Ik heb gemengde gevoelens over deze afspraak. Drie uur lang aan psychologische testen zitten werken. Voor mij zou het al lastig zijn om zo lang mijn concentratie vast te houden. Laat staan voor een negenjarige, met dito spanningsboog. Ik ben bang dat zijn enthousiasme aan het einde van de ochtend is omgeslagen in weerzin en hij dit een vervelende stempel zal drukken op de afspraken die hierna nog zullen volgen.
Onderweg naar het ziekenhuis kan Sieger slecht stil zitten. Ook als we eenmaal in de spreekkamer zitten, blijft hij wiebelen op zijn stoel. Alsof hij ons nog maar eens duidelijk wil maken dat lang stil zitten niet zijn talent is. En dat terwijl ik er niets tegen hem over heb gezegd.
Zit in die tests ook wat beweging?” vraag ik voorzichtig.
We krijgen uitleg over het onderzoek. Sieger moet een aantal vragenlijsten invullen, een gesprek met de psycholoog voeren en een aantal tests uitvoeren. “Maar dat zijn een soort van spelletjes hoor,” probeert de psycholoog gerust te stellen. “Zit in die tests ook wat beweging?” vraag ik voorzichtig, terwijl ik in mijn rechterooghoek Siegers hoofd op en neer zie gaan alsof hij op een skippybal zit. “Eeehm, nee niet echt, maar we kunnen wel even een pauze houden tussendoor?” stelt hij voor.
Anderhalf uur later komt Sieger huppelend naar mij toe. “Hoe ging het?” vraag ik onderzoekend. Hij knikt van ja, en zijn hele lijf beweegt mee. “Het ging goed, maar hij is nu wel echt aan pauze toe,” zegt de psycholoog met een veelbetekenend een knikje naar mijn druk hupsende zoon. Ik voel bijna medelijden met de beste man: wat een klus om kinderen betrokken en geconcentreerd te houden bij zoiets.
“Laten we even gaan dansen,” stel ik voor terwijl ik liedjes in de playlist opzoek die hij leuk vindt. Even later klinkt Billie Eilish door de zojuist nog stille wachtkamer. De andere wachtenden zitten gebogen over hun tijdschrift of telefoon en doen net of ze ons niet zien.
Wij staan samen te dansen -of eigenlijk meer springen- op ‘Bad Guy’. Ik zit zelf immers ook al anderhalf uur te verstijven op een wachtkamerbank.
Na een minuutje kijk ik voorzichtig om mij heen om te checken of we niemand tot hinder zijn.
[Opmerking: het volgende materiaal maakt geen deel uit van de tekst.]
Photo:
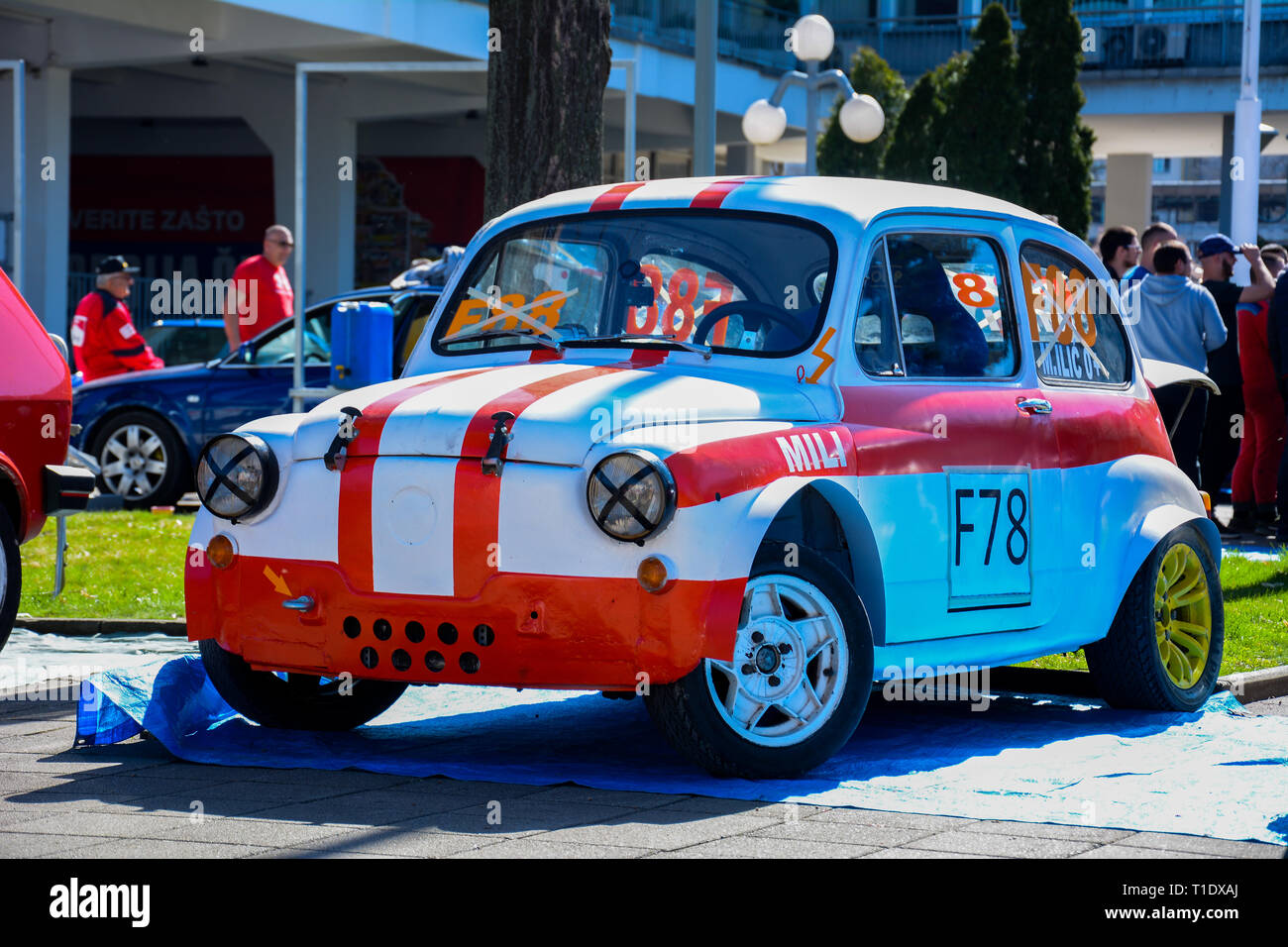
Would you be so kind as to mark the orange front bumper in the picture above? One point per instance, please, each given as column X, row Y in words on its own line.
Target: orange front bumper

Niemand kijkt op of om. Ik kijk weer naar Sieger. Het lijkt erop dat hij helemaal niet zo’n last heeft van het lange stilzitten. Met elk danspasje van Sieger wordt mijn bezorgdheid over eventuele tegenzin om weer naar de Genderpoli te gaan kleiner.
“Waarom lach je mama?”
“Oh gewoon, een binnenpretje, omdat ik blij word van dansen met jou.”